The road loss to the Bearcats (10-0, 6-0 Big East) changed the Mountaineer schedule's degree of difficulty significantly.

WVU's final two regular-season dates will (likely) be against poll-sitters.

Next up, in 11 days, is No. 8 Pitt (9-1, 5-0) at Mountaineer Field. Then it's off for a regular-season finale at Rutgers, which at No. 25 made the 2009 Associated Press poll for the first time Sunday.

After a 47-15 home embarrassment by Cincinnati in the season opener, the Scarlet Knights have reached an under-the-radar 7-2 (2-2). They are likely to be 9-2 when WVU (7-3, 3-2) arrives in New Jersey, because they visit Big East bottomed-out Syracuse and Louisville next.

(There's also the consideration that Rutgers pasted USF 31-0 last Thursday, and the Bulls have had their way with West Virginia - although few others of Big East quality - in recent years.)

So, with the winds and weather of late November and early December overdue, here's a message for Stewart's team:

Stuff it.

Through everything that played out Friday night at noisy Nippert - and it was only the fourth game in eight seasons in which West Virginia won the turnover battle (2-0) and lost - the Bearcats' ability to run through and around the WVU defense was the difference-maker.

UC sophomore Isaiah Pead made his second career start a memorable one, rushing for 175 yards. Since 2002, only two backs (2004, Leon Washington, Florida State, 195; and 2008, Sean McCoy, Pitt, 183) have run for more yards against WVU.

If West Virginia is going to play its way to success as the season winds down, it's going to have to stop the run. Pead's effort wasn't an aberration in recent history.

The previous week, Louisville's unheralded Darius Ashley ran for 164 yards against the WVU defense. The next challenge is Pitt freshman Dion Lewis, who leads Big East ground-gainers and had 152 yards in the Panthers' win over Notre Dame on Saturday.

Startling stat time:

In a 6-1 start, West Virginia allowed a total of only 604 rushing yards (86.3 per game). In going 1-2 since (losses to USF and Cincinnati sandwiching a ho-home home win over Louisville), WVU has permitted 606 ground yards (a 202-yard average).

"We weren't consistent in knocking down the run," WVU defensive coordinator Jeff Casteel said minutes after the loss at Cincinnati. "It was a problem all night. If you can't do that and do it well, it will end up coming back to haunt you.

"I thought overall our kids did a good job, but if had done better in the run phase ... We almost had them a couple more times. We just need to make a play when you've got to make them."

Casteel bemoaned Pead's 43-yard run on first-and-10 from the UC 24 with five minutes left that took Cincinnati, leading 21-14, to WVU's 33 and started the Bearcats toward their clinching field goal.

"We had a chance to make a play with 4-5 minutes left, and we couldn't get the guy on the ground," he said.

The WVU defense had taken done a really solid job taking away the Bearcats' major offensive weapons - receivers Mardy Gilyard and Armon Binns.

Cincinnati was averaging 325 yards per game through the air and 158 on the ground.

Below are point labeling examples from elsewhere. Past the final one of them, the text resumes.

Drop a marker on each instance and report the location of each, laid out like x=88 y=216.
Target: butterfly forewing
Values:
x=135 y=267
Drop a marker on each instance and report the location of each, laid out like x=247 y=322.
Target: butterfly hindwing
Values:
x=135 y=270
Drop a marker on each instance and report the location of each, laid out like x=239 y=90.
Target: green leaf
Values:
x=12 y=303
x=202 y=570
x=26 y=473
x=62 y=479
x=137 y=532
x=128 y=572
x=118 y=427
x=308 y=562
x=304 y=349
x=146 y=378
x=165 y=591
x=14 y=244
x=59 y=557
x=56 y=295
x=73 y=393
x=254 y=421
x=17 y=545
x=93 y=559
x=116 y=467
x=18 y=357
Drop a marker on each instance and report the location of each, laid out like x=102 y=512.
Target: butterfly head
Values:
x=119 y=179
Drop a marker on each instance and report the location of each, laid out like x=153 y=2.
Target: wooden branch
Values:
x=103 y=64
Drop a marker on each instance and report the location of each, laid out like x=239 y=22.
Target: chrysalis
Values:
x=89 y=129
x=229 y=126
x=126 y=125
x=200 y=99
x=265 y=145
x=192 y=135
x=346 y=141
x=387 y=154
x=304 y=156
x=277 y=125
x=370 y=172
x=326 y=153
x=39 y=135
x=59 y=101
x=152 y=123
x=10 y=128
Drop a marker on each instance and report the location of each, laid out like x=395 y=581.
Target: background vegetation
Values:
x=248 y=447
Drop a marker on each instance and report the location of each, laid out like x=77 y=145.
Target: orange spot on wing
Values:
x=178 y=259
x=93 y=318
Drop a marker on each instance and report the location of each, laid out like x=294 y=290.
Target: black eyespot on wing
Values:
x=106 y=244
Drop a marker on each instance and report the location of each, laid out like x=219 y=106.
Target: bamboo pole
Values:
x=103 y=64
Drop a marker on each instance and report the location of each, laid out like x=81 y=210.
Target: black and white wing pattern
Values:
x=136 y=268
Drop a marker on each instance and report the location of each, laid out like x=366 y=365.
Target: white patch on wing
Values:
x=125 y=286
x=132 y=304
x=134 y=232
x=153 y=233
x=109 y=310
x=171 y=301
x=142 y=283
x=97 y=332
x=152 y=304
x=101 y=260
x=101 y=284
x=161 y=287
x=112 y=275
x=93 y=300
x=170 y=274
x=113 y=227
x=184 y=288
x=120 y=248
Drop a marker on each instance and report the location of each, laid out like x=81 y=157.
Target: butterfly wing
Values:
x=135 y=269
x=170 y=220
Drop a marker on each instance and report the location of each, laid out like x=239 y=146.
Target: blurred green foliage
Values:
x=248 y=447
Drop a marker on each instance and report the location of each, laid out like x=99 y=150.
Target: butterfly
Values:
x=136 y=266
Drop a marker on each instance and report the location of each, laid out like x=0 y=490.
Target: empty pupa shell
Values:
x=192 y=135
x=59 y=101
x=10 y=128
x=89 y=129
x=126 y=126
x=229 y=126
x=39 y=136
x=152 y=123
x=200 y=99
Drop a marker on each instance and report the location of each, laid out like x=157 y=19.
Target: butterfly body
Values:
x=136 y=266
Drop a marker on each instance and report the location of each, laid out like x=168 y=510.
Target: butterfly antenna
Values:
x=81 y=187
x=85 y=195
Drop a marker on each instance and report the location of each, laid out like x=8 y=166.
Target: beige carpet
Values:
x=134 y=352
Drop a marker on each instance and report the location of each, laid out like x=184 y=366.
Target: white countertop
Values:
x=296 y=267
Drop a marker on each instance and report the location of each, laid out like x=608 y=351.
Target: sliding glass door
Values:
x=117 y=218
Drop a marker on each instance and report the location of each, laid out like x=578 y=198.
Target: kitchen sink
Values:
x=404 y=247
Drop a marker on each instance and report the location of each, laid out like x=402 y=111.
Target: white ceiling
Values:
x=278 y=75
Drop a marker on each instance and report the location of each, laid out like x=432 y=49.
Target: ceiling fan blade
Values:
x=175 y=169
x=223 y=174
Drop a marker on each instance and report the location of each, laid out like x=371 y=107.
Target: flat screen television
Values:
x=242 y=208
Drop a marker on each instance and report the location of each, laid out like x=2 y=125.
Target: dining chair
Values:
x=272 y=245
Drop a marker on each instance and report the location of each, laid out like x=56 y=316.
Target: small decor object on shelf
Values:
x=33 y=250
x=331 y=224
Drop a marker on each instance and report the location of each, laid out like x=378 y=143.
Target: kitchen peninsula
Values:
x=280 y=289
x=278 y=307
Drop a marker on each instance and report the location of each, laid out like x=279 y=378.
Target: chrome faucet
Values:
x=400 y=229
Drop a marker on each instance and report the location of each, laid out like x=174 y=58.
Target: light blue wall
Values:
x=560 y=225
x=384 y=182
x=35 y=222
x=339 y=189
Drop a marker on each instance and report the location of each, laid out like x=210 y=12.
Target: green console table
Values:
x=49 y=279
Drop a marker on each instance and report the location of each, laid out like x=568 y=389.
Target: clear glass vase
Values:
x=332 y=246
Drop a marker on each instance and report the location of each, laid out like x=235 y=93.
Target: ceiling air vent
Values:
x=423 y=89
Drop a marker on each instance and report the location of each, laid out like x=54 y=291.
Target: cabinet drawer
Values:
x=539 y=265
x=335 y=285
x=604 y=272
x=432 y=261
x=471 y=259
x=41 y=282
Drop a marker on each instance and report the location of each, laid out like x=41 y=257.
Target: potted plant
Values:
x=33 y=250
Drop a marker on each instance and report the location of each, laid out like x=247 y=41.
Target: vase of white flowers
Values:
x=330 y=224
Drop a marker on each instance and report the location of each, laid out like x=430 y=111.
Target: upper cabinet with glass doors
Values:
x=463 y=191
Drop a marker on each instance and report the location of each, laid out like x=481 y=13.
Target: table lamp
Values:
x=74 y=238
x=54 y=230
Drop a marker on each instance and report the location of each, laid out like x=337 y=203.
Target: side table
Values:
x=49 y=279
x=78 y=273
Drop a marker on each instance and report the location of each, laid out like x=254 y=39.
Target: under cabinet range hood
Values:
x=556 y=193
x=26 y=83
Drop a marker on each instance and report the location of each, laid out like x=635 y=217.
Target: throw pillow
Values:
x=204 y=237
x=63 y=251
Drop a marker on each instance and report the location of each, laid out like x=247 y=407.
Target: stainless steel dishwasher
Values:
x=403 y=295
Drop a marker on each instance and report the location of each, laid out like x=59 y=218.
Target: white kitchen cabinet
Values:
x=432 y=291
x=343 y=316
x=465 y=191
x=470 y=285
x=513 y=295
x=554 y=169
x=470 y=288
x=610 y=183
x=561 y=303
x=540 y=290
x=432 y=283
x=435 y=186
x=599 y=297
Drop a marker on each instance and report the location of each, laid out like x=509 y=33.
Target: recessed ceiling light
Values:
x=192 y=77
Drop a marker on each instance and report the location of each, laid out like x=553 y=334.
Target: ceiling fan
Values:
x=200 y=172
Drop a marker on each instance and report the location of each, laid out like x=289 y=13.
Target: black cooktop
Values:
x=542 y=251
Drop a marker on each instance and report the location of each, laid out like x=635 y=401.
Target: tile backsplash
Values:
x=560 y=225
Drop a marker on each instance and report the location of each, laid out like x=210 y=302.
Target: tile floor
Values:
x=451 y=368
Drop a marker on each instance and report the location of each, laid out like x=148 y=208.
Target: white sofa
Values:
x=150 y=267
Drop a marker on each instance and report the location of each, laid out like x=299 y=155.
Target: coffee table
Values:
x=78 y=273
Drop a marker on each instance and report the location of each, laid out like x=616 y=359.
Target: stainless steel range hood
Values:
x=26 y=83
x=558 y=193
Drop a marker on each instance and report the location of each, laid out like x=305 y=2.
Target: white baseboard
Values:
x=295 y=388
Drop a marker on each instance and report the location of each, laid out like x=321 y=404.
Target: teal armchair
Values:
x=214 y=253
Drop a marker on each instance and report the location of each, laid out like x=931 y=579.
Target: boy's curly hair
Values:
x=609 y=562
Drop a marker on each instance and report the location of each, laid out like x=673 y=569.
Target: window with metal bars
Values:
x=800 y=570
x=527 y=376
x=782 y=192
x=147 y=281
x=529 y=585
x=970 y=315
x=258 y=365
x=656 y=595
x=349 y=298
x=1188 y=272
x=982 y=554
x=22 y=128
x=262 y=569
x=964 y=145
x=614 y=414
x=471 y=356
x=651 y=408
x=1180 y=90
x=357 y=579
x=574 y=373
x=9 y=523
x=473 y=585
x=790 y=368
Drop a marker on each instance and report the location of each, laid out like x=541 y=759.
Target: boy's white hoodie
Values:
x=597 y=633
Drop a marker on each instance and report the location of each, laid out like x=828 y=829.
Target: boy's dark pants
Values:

Against WVU, the totals in those statistical lines, however, were 221 and 216.

"They're known as a passing team and that ran the ball, switched their game plan up," Mountaineer safety Robert Sands, who had his fourth interception of the season. "They ran it toward the weak side and got hat-on-hat on the weak side and found some open room.

"For the most part defensively, we did what we have to do. They live off big plays, and we gave up some big plays, but we also made some plays, too. Mostly, I thought, we played a good game ... "

The Bearcats, it seemed, took what the Mountaineers' 3-3-5 stack scheme gave them.

"Mardy Gilyard just had coverage all over him," said Cincinnati Coach Brian Kelly, who is 31-6 in three Bearcat seasons. "(WVU) doubled Binns. They can do it by virtue of their three-down (linemen) structure.

"It gives you the opportunity to run the football. I don't care how we score. I don't care what it looks like. I just want to win."

If the Mountaineers want to do that, too, at this crucial time of the football season, they're going to have to stuff something besides a turkey.